And for circulation, I actually have a powerhead that I may attach the CO2 line too. I'll have to play around with both my CO2 diffuser and hooking it up directly into the powerhead to see which one disperses them better. The glass diffuser I have makes the bubbles smaller though so I might just use that and have it run under the powerhead. I can't afford a new, nicer looking filter which is why I kinda want to ditch it haha. My stock is pretty low I think too. 4 platys (3 are fry), 5 glow light tetras, and 1 BN pleco. Plus some RCS and amano shrimp. The idea of not having to need a filter because the plants basically are the filter just fascinates me. But if my stock is considered too high then I'll leave it I suppose. Only thing I don't like is it's an HOB and the current it produces isn't exactly great so I'm unsure as to how it would spread the CO2 effectively. And thank you for your help as well.  I'm dying to get this tank right this time.


----------



## Michael (Jul 20, 2010)

Time for true confessions: I have never, ever used CO2. So I suggest that you start with the lowest recommended amount, whatever that is, and adjust from there.
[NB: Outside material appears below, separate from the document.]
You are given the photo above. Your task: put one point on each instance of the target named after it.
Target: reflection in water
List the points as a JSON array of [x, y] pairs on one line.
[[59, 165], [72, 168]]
Your stocking rate is light, so you can probably get away without the filter and just use the powerhead.


----------



## Skizhx (Oct 12, 2010)

The popular 'target' for CO2 has changed over the hobby's evolution, so concentrations other than 30ppm are definitely viable, but as far as I can gather we've never really had a way to get precise measurements for CO2. Honestly, we've only started accurately measuring our lighting fairly recently so it's hard to give you advice tailored to your specific setup.

Further, it's very hard to give you specific advice about setups that don't follow the popular guidelines, which might be the main reason (I suspect) that the popular guidelines still exist, even though people who follow them still run into problems.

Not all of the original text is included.